We have not had leisure fully to explore the decisions, or the states on the question, but so far as we have gone, the great weight of authority is certainly in favor of the validity of the contract under review. The courts of Kentucky have recognised the validity of such a transfer, in a case of admitted usury between the assignor and assignee of a bond. Littell v. Hord, Hardin 82. The courts of Virginia have given validity both to the assignment of a bond and the indorsement of a note, expressly created for sale, and sold at an usurious discount, where there was no proof of a negotiation for a loan. 2 Munf. 36; 5 Rand. 33. Those of Maryland also, have lent their sanction to the doctrine, in the case of Kenner v. Hord, 2 Hen. & Munf. 14; and in South Carolina, such has long been the established doctrine. 1 Bay 456; 3 McCord 365.
On the question whether the plaintiff may recover the whole amount of the note, or only according to the value of the consideration paid, it will be observed, we are not called upon to express an opinion.
Upon the whole, we are of opinion, that upon both reason and authority, the law is in favor of the plaintiff; and that the court below erred, both in the instructions given for the defendants, and in refusing those prayed by the plaintiff. Judgment reversed, and a venire de novo awarded.

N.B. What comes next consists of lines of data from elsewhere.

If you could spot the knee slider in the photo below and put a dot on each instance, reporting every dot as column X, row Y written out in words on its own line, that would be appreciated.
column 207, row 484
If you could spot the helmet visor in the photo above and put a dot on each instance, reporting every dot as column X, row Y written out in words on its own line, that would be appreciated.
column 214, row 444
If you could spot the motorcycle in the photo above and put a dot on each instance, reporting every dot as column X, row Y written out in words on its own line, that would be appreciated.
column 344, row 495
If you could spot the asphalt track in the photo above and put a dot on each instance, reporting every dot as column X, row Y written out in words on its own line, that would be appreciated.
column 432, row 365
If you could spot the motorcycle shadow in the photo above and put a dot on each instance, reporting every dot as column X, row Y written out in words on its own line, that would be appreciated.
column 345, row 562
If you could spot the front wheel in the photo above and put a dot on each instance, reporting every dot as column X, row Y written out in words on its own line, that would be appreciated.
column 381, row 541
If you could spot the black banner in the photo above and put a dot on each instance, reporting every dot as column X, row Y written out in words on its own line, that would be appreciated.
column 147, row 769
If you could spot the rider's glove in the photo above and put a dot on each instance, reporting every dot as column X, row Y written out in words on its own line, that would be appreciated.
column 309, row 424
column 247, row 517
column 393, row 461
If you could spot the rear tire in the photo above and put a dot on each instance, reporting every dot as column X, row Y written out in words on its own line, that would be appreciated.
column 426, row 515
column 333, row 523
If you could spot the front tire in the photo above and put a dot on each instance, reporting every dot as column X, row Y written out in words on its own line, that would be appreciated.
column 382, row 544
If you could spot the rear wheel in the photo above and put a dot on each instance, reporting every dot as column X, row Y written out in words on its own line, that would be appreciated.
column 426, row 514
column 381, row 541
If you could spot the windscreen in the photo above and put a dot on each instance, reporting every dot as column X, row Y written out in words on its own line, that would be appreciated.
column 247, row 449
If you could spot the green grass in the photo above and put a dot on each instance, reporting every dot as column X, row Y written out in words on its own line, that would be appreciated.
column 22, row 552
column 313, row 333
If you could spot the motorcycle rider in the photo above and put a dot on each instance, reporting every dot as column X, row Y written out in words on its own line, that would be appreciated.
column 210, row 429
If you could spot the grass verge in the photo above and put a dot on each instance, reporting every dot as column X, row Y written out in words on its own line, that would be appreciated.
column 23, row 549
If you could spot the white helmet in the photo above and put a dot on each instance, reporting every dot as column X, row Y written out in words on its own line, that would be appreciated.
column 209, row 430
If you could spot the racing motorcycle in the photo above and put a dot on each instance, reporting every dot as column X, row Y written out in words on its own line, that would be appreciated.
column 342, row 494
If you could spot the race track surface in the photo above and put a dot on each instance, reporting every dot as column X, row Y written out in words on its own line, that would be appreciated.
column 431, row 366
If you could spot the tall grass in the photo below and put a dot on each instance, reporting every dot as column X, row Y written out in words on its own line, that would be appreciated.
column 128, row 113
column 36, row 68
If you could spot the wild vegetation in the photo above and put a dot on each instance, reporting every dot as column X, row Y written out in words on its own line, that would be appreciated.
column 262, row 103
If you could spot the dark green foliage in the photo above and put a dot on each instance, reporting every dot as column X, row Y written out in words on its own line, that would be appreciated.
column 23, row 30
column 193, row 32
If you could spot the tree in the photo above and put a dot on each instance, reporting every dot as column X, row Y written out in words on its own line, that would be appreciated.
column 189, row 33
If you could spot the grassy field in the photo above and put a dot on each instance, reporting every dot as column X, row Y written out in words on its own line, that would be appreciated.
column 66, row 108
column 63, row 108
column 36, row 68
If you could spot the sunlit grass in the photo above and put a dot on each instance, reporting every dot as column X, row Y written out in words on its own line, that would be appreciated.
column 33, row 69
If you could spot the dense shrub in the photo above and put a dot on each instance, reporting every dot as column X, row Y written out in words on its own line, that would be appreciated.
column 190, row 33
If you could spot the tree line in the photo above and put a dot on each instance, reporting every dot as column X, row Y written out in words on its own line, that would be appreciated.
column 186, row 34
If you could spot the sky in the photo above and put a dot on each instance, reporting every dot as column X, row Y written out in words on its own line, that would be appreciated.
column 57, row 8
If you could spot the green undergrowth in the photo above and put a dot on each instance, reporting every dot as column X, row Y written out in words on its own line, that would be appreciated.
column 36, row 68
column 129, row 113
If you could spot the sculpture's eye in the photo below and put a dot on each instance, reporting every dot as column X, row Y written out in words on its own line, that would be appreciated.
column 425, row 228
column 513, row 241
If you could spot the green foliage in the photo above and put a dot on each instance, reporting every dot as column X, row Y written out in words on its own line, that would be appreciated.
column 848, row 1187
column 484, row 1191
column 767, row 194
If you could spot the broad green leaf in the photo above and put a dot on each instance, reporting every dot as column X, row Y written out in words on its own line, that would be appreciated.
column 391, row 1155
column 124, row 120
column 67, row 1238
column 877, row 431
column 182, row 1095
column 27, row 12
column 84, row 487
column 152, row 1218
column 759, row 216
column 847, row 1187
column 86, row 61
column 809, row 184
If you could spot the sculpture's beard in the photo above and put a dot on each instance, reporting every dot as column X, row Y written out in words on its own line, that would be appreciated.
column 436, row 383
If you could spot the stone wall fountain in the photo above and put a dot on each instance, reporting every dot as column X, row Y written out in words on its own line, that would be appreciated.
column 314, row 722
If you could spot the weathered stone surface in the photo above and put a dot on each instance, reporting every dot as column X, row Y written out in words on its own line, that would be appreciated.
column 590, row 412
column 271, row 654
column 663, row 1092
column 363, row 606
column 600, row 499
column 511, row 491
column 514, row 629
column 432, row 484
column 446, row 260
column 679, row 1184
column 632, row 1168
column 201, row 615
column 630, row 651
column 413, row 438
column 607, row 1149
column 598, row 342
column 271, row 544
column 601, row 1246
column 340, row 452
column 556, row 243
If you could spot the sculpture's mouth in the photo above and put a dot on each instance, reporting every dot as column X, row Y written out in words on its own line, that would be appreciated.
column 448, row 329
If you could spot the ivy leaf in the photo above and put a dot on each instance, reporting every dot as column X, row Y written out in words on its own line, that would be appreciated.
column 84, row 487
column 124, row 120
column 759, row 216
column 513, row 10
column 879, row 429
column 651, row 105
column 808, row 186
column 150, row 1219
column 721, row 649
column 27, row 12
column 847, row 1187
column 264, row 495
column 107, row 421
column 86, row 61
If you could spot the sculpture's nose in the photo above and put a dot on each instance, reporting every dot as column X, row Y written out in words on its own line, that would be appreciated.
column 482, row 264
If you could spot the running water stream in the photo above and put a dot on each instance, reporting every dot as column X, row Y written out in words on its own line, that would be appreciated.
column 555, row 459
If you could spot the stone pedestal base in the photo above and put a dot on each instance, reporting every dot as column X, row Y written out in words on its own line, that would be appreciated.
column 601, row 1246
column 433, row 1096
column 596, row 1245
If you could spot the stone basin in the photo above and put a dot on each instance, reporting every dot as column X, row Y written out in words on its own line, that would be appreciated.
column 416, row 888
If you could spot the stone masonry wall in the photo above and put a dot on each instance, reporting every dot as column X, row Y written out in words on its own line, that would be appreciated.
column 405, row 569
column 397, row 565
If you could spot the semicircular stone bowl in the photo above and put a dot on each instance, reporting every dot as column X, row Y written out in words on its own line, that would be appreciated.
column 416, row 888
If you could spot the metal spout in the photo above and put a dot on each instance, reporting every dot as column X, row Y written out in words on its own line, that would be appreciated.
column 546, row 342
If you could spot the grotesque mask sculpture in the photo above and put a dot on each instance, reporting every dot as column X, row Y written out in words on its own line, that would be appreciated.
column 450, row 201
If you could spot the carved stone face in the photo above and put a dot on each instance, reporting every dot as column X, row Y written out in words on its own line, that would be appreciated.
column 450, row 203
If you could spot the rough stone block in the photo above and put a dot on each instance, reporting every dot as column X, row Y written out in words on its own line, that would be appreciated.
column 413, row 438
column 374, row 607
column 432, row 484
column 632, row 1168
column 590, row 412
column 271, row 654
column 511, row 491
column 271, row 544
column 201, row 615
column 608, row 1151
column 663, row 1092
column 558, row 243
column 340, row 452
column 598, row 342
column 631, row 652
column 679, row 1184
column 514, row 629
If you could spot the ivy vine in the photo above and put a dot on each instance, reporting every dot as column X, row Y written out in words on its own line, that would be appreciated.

THIS cause came on to be heard, on the transcript of the record from the circuit court of the United States for the district of Columbia, holden in and for the county of Washington, and was argued by counsel: On consideration whereof, it is adjudged and ordered by this court, that the judgment of the said circuit court in this cause be and the same is hereby reversed and annulled; and that this cause be and the same is hereby remanded to the said circuit court, with directions to award a venire facias de novo.
A note, valid in its inception, though sold at a greater discount than legal interest, is not usurious; the test of its validity is the right of the payee to maintain an action upon, when due. Powel v. Waters, 8 Con. 669. But the sale of a promissory note, by the payee, at a greater discount than lawful interest, renders it usurious and void, if it was not a perfect and available instrument in his hands. Eastman v. Shaw, 65 N. Y. 522; Tiedemann v. Ackerman, 16 Hun 307.